Food writer Elliot Essman's other reviews and food articles are available at www.stylegourmet.com

Rating: 5 stars
Summary: Very interesting and informative.
Review: I love this book. I have ordered several food items from recomendations in the book. Everything I have received has been beyond my expectations both in quality and good service. I frequently just read a particular section because the information is well written and can be humorous. I think it's a winner.

Rating: 4 stars
Summary: A great collection for foodies
Review: Like a compliation of excellent magazine articles on the top gourmet foods. A few recipes, and a nice writing style. May not have a long shelf life, but I'm glad I got it. And luckily I can just jump in the car and head down to Zingerman's myself - though their website is a great resource too.

Rating: 5 stars
Summary: Good eating
Review: Nestled in one of the cooler parts of Ann Arbor, on a brick-covered road near some little shops and slightly peeling houses, is deli/restaurant Zingerman's, known for its amazingly high-quality food. Now in "Zingerman's Guide To Good Eating," Ari Weinzweig offers a glimpse into the best foods available.

"Guide" is half cookbook, half gourmet bible. Weinzweig offers some good recipes (like gazpacho with sherry vinegar, or grilled Tuscan pecorino cheese), but the core of this book is what goes into those. And it's enough to drive a devoted foodie insane -- olive oils, vinegars and oils; pasta and grains; meats; cheeses, and seasonings.

And Weinzweig doesn't skimp on the details either. Within every chapter, he describes the different kinds of... whatever he's talking about. For cheeses, he provides a buying guide, then the different kinds: Parmigiano-Reggiano, cheddar, mountain, blue, et cetera. For deli meat, it's salami, Serrano ham, prosciutto, and smoked salmon. As a bonus, he describes the history and making-of each product.

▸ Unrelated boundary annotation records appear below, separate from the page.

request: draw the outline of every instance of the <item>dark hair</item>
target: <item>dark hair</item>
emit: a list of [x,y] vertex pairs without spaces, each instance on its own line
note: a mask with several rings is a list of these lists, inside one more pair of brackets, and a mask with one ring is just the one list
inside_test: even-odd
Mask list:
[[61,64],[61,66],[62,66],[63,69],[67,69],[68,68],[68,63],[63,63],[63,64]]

Warning: Do not read this book on an empty stomach. The descriptions of food will make you drool -- especially the people who have tasted Zingermans' food before. Even the less savory ideas (salmon anemia) can't kill the response this book will provoke. (And a certain feeling of confidence is inspired by the radio hosts and cookbook authors quoted on the back, as well as restauranteur Mario Batali of "Babbo")

A lot of food books can be condescending to the non-gourmet. But Weinzweig avoids that. His style is almost conversational, like having a chat with a gourmet chef. He talks about his own experiences, his own likes, and descriptions of his chats with people who know best. (Including a conversation that compares selecting prosciutto-pigs to dating)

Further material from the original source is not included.